In his first start, redshirt freshman Mitch Leidner rushed for 151 yards, scored four touchdowns and led the Gopher football team to its most significant victory of the box-of-chocolates portion of the college football season.

Last year, Kansas State's Collin Klein became known as Prairie Tebow.

Leidner has a chance to become Tundra Tebow.

Tim Tebow — now hosting a late-night infomercial on how not to last in the NFL — popularized the notion of quarterback-as-fullback while leading Florida to a national title. Klein performed a fair impersonation.

Leidner probably isn't quite ready for a glorifying nickname after one nonconference victory, 43-24 on Saturday over San Jose State, but he borrowed liberally from Tebow's resume.

He ran over tacklers, pushed crowds of bodies into the end zone, and threw just enough to confirm that the forward pass remains perfectly legal in college football.

The victory, against a tremendous quarterback in San Jose State's David Fales, established what the Gophers are: A strong and varied running team that has improved on defense and special teams in Jerry Kill's third season.

If there is any downside to a quarterback running for twice as many yards as he gains passing, it is this: As the Gophers enter the Big Ten schedule, they're not sure who their starting quarterback is, or whether any of their quarterbacks can throw the ball effectively against quality competition.

Leidner had almost as many rushing touchdowns (four) as completions (five). He completed five of 12 passes for 71 yards and took one sack.

Through four games, Gophers quarterbacks have completed 33 passes, a total that has to make Christian Ponder feel a lot better about himself.

"He doesn't back down from anybody,'' Kill said of Leidner. "He's a physical kid. I will say this: All three of our quarterbacks are ready to play. And they're all that way.''

Kill said Philip Nelson remains his starting quarterback. Nelson, Kill said, was at "80 percent'' effectiveness running and could have handed the ball off in an emergency but wasn't ready to play. Kill also said he was prepared to pull the redshirt off freshman Chris Streveler if Leidner had been lost to injury.

Usually, uncertainty at the quarterback position causes problems. Kill said that's not the case here, and for once a coach might be telling the truth about that. Nelson is a strong runner who threw the ball effectively at times last year. Kill goes out of his way to praise Streveler. And Leidner averaged 6.3 yards per carry against a team that seemed to figure out pretty quickly that he was the Gophers' best weapon.

"Both me and Phil can throw the ball,'' Leidner said. "But when you have a successful running game, you stick with it. San Jose State threw the ball a ton but didn't put as many points on the board on us. That says something about the running game.

"We can definitely pass.''

Saying the Gophers can definitely pass is like saying they're undefeated. It won't mean much next week if they can't win at home against Iowa in one of their most favorable Big Ten matchups.

Kill says Nelson is the starter.
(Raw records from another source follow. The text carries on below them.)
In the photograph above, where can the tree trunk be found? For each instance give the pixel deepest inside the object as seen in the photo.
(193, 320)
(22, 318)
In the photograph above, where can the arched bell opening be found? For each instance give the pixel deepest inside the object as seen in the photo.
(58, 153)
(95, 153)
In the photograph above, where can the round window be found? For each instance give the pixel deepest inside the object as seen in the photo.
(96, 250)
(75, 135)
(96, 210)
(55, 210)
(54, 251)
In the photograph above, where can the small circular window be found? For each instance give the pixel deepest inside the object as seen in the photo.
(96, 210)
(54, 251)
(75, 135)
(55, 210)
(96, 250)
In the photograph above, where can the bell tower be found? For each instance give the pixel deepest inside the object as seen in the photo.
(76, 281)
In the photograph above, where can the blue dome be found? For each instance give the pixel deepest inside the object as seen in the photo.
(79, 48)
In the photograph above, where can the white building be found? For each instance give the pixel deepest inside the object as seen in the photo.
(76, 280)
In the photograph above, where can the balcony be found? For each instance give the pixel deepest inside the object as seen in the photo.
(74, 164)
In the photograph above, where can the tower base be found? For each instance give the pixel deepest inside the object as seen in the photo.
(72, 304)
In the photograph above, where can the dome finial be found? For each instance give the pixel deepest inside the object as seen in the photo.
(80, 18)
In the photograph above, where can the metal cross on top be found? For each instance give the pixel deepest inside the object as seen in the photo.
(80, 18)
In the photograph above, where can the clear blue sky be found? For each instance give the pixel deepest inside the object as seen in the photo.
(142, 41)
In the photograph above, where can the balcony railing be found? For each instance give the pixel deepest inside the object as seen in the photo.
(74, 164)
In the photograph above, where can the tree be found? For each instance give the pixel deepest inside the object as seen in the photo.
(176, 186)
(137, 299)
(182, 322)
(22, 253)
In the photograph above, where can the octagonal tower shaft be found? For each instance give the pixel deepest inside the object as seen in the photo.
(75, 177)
Maybe Nelson has earned that. Maybe Nelson is better than Leidner in practice. Maybe, as Kill says, he wants multiple quarterbacks ready to play each game, so each can run without trepidation.

Last year, Kill removed Nelson's redshirt to press him into duty. That seemed like a strange move at the time, sacrificing a year of eligibility for a talented quarterback in a rebuilding program.

Now it makes sense.

Kill knew Nelson wasn't necessarily taking over the job for the next four years. He knew he'd have other, perhaps better, options.

Leidner, like Nelson, is a more accomplished runner than passer. Leidner, unlike Nelson, can make yards even when four people are hanging from his neck. Leidner finishes runs like he's been watching old Larry Csonka tapes.

The Gophers aren't going to become "Air Jer" in six days, so it might be wise to see if Iowa can stop Tundra Tebow.